In this presentation, I examine the ways Progressive Era librarians developed and employed a mixture of approaches in their literacy outreach work to a diverse and growing immigrant population. This project explores the ways a predominantly female workforce of public librarians adapted, revised, and rethought their work both inside and outside of the library, expanding their presence in their communities and in public life. Librarians working in these communities regularly contributed articles to various librarian practitioner journals and presented papers at local, state, and national conferences, some of which were reprinted either in part or in their entirety within these journals. In addition, some of their work was reprinted from booklets and pamphlets put out by organizations and roundtables within the American Library Association, most notably the ALA Roundtable for Library Work with the Foreign Born. These rich sources of literacy outreach narratives provide the foundation of this project.

Drawing principally on feminist rhetorical theories and analysis of historical recovery as presented in the works of Cheryl Glenn, Nan Johnson, Shirley Wilson Logan, Anne Ruggles Gere, etc., I weave together the relationships between literacy ideology, institutions, gender, and professionalization as they influenced this textual production during the Progressive Era. Specifically, I delve into the ways in which this gendered history can be recovered and continue with issues of gender and authority within the profession. My historical methods are informed by Cheryl Glenn’s notion of remapping rhetorical history to include those rhetors who have been lost to male-dominated histories of rhetoric and writing. Nan Johnson’s expansion of this concept, describing a project that not only ‘remaps’ women into the rhetorical tradition, but that also considers the ways in which gendered ideologies permeate these women’s (and men’s) rhetorical lives, illuminates the ways in which institution (the American Library Association), the profession of librarianship, and community factor into these librarians’ presence within their respective communities.

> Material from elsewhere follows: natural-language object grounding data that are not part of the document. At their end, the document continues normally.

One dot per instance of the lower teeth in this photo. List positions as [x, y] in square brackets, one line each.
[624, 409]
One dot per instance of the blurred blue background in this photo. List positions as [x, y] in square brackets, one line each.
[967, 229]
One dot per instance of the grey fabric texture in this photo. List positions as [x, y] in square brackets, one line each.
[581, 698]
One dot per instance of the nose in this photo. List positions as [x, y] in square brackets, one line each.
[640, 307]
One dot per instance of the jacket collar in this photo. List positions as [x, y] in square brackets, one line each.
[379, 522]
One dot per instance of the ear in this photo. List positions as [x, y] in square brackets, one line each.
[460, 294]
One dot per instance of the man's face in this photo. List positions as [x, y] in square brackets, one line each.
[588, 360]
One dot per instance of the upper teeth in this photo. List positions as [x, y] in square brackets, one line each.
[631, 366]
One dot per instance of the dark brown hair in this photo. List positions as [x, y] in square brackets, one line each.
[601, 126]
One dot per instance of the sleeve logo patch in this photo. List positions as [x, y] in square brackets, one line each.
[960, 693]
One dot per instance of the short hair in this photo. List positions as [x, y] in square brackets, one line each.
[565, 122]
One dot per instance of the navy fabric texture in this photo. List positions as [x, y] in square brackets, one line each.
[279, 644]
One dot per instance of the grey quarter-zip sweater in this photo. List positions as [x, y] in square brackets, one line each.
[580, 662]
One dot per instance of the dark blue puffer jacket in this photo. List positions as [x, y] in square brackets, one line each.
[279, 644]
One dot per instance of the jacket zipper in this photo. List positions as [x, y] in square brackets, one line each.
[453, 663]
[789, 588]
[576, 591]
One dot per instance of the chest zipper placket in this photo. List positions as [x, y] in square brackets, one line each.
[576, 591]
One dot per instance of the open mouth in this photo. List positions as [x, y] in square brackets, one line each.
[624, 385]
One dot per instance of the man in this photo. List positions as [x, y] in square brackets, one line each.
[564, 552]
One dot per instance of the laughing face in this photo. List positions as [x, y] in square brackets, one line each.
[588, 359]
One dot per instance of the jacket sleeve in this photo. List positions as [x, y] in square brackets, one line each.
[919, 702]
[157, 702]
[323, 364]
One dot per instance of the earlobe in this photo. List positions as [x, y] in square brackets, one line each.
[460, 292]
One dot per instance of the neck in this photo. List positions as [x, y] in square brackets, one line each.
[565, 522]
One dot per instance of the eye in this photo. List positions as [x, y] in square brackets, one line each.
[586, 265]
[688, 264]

In this presentation, I focus on two locations of literacy outreach work: urban neighborhoods and rural communities. In the former, I explore the role of the branch library within the city as an institution separating lower-class immigrant library patrons from the middle- and upper-class patrons for whom the central libraries were built. Librarians at the neighborhood branches write about work in their neighborhoods, in the settlement houses, in the factories, and in the schools. However, librarians working in rural areas faced different challenges, particularly those engaged in bookwagon or bookmobile library service. These librarians worked with an immigrant and non-immigrant population that was largely isolated and their patrons included farmers and men working in mines. In narratives from both of the urban and rural communities, class and gender norms emerge as these advocates for literacy and citizenship seek to serve their immigrant patrons, as well as their own ambitions. Americanization work by librarians and the ALA provided opportunities for publicizing what they saw as the critical function of the American public library within a democracy. The articles written by librarians and library leaders in professional journals sought both to demonstrate the importance of the library as a civic entity and to demonstrate the ease with which librarians across the country could engage in Americanization work in their communities.